2 But the court, which is without the temple, cast out, and measure it not: because it is given unto the
Gentiles, and the holy city they shall tread under foot two and forty months:
3 And I will give unto my two witnesses, and they shall prophesy a thousand two hundred sixty
days, clothed in sackcloth.
4 These are the two olive trees, and the two candlesticks, that will stand before the Lord of the earth.
5 And if any man will hurt them, fire shall come out of their mouths, and shall devour their enemies. And if
any man will hurt them, in this manner must he be slain.
6 These have power to shut heaven, that it rain not in the days of their prophecy: and they have power
over waters to turn them into blood, and to strike the earth with all plagues as often as they will.
7 And when they shall have finished their testimony, the beast, that ascended out of the abyss, shall make
war against them, and shall overcome them, and kill them.
8 And their bodies shall lie in the streets of the great city, which is called spiritually, Sodom and Egypt, where
their Lord also was crucified.
9 And they of the tribes, and peoples, and tongues, and nations, shall see their bodies for three days and a
half: and they shall not suffer their bodies to be laid in sepulchres.
10 And they that dwell upon the earth shall rejoice over them, and make merry: and shall send gifts one to
another, because these two prophets tormented them that dwell upon the earth.
11 And after three days and a half, the spirit of life from God entered into them.
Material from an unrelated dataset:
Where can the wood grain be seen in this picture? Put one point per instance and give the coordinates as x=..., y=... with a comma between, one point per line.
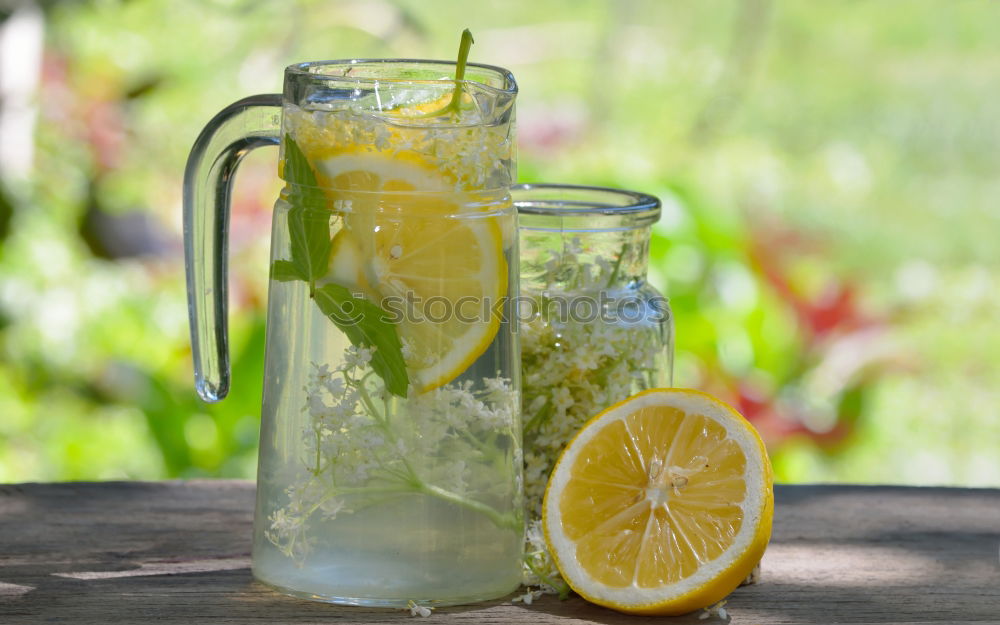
x=178, y=553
And they stood upon their
feet, and great fear fell upon them that saw them.
12 And they heard a great voice from heaven, saying to them: Come up hither. And they went up to heaven
in a cloud: and their enemies saw them.
13 And at that hour there was made a great earthquake, and the tenth part of the city fell: and there were slain
in the earthquake names of men seven thousand: and the rest were cast into a fear, and gave glory to
the God of heaven.
14 The second woe is past: and behold the third woe will come quickly.
A voice tells John to measure the Temple and observe those who worship there. But John is not to measure the Temple courtyard. The courtyard now belongs to the Gentiles, who will trample the holy city for forty-two months. John then sees two witnesses who will prophesy forty-two months. Enemies rise against the witnesses and kill them. Their bodies lie in the street. Three days later God raises them.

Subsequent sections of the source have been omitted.